35 years ago, if you had invested Rs. 10,000, today it would be worth Rs. 600,00,00,000. Yes! you read that right. Many readers might not believe it or some may even say it to happen pretty rarely but it is all facts. As you read you'll find why it is more beneficial to invest in Stock Market rather than to let your money sit in a savings account and eventually lose its value.
Warren Buffet once said,
“If you don’t find a way to make money while you sleep, you will work until you die.”
Stock Market is indeed risky and you might lose money but take a note here, that the instruments which you take as "safe options", whether it's your savings account or FDs, and think your money is safe then here's a fact, you'll lose money, in fact, a lot. You might ask how's that possible? Well, the returns you get in a savings account or FD's are taxed and taking inflation in an account, your returns will get reduced or even zero.
When you do it right, you can grow over 15% to even 20% per year over the long term, Just like the example, I gave you in the beginning.
The point is not the specific returns, those will all differ greatly from person to person.
The more important point here is that money can grow much larger over time if you choose the stock market over traditional savings instruments.
Compounding interest simply means the interest on interest. When you earn a certain interest on your principal amount, it is added to the original amount, which then becomes the principal for the next cycle.
This allows exponential growth for your interest. Suppose, you invest ₹ 1000 in a bank that offers 10% interest per annum.
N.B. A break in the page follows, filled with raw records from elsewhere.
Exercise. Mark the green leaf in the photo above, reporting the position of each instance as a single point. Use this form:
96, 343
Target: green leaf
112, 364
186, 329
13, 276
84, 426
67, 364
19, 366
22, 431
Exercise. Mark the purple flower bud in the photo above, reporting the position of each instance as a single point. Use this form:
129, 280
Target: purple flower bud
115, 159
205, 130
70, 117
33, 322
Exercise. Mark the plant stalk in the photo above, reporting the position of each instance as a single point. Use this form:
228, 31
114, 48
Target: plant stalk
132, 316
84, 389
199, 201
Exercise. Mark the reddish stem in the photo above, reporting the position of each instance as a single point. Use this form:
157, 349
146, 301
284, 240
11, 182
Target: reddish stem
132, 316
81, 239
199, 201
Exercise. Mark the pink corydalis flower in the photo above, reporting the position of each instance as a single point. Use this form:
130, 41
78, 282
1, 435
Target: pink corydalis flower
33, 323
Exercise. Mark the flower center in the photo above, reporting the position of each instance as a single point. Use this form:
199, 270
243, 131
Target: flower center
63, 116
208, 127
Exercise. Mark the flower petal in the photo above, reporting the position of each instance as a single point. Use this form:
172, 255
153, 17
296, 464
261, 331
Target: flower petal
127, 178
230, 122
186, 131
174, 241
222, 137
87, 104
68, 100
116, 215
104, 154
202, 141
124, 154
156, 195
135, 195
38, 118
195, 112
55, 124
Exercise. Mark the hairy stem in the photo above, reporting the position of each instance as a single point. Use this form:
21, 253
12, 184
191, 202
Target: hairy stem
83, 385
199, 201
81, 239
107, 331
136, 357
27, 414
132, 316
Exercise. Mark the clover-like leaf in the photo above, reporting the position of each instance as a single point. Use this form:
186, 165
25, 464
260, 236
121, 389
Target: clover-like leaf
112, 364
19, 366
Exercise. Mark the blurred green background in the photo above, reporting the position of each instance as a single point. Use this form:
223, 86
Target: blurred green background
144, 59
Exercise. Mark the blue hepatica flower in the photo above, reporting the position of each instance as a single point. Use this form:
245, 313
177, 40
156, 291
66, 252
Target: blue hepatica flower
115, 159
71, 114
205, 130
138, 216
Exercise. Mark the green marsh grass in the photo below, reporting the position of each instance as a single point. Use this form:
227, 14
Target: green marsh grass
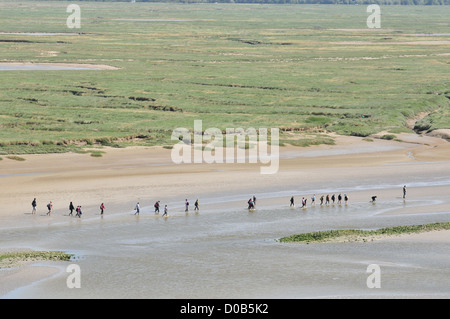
304, 68
362, 235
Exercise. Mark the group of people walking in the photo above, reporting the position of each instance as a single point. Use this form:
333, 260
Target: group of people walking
137, 208
324, 200
328, 199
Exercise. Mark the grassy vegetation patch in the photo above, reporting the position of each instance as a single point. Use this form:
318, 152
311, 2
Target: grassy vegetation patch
298, 67
13, 259
362, 235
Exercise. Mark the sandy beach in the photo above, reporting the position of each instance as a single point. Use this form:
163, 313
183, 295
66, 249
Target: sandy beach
122, 177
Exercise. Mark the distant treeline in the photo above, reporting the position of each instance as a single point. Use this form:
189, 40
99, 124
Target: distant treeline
349, 2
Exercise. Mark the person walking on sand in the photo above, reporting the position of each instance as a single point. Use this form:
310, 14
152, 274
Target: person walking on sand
33, 204
303, 202
196, 205
79, 212
136, 208
186, 206
71, 208
50, 207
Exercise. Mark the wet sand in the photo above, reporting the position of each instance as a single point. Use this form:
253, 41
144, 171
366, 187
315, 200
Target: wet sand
123, 177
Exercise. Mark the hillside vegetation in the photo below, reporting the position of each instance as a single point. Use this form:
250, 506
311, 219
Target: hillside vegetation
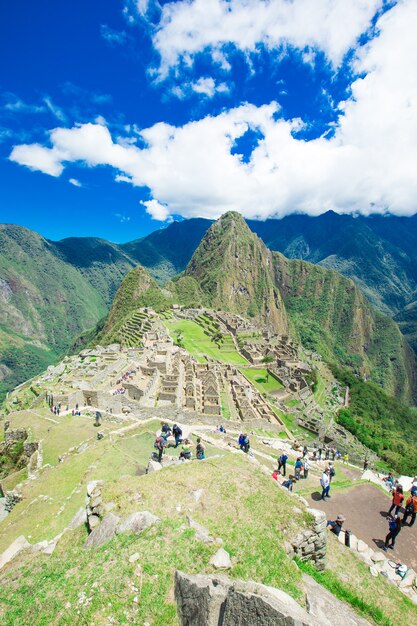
381, 422
332, 316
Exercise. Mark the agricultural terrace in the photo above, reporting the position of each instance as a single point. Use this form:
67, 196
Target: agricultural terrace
264, 382
200, 342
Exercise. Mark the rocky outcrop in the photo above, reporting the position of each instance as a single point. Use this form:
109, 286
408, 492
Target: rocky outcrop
310, 545
218, 601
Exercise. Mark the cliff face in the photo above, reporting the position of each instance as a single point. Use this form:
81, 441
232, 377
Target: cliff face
235, 272
332, 316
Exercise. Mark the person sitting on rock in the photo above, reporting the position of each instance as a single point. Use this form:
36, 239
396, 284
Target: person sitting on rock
159, 445
165, 430
394, 530
199, 450
288, 484
336, 525
397, 500
282, 463
186, 453
177, 432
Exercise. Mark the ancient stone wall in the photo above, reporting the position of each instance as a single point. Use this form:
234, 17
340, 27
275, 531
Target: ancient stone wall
310, 545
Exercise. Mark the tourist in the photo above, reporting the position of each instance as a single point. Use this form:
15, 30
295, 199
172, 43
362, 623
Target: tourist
397, 500
244, 442
394, 529
199, 451
306, 468
336, 525
287, 484
177, 432
165, 430
325, 484
297, 468
410, 509
389, 481
159, 445
185, 453
282, 463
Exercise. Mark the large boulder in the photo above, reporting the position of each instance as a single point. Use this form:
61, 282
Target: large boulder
213, 600
104, 532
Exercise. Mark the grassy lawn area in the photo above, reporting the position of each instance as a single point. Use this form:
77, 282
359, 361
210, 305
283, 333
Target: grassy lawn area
261, 380
197, 343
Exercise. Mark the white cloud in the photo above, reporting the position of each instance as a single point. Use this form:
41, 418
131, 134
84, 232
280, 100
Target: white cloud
113, 37
188, 27
369, 164
156, 210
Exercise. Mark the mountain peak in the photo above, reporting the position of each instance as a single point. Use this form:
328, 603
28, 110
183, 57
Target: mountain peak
234, 270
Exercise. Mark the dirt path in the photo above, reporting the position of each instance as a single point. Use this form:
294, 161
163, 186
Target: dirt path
365, 509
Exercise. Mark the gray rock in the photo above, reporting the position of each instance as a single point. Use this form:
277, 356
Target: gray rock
13, 550
213, 600
104, 532
153, 466
221, 560
137, 522
201, 533
79, 518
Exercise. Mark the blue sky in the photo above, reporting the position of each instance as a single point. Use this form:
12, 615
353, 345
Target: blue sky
117, 117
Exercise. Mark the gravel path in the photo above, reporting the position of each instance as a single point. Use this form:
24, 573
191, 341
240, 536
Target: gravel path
365, 509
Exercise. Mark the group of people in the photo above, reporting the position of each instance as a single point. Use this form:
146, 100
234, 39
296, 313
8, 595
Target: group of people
161, 442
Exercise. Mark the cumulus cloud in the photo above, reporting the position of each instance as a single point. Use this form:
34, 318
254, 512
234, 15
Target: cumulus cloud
189, 27
157, 211
368, 165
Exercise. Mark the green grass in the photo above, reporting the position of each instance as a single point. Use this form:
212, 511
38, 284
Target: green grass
197, 343
261, 380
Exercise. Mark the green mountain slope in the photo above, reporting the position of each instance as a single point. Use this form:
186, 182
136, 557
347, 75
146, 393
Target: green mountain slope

Your investment becomes ₹ 1100 after the first year, then ₹ 1210 after 2nd year and so on.
An experienced investor might have an advantage over you as you're just getting started, but you surely don't have to be a brainiac, rich, or another Warren Buffet to start investing. You have to take out enough time to research the companies that you're considering investing, you can find public data such as annual reports poking around their respective websites, and understanding of basic maths will do the work.
There's no hurry to rush in right now and invest in the stock market. Do your homework, be realistic about goals and don't over expect. Figure out the way to make the best use of the information available to you.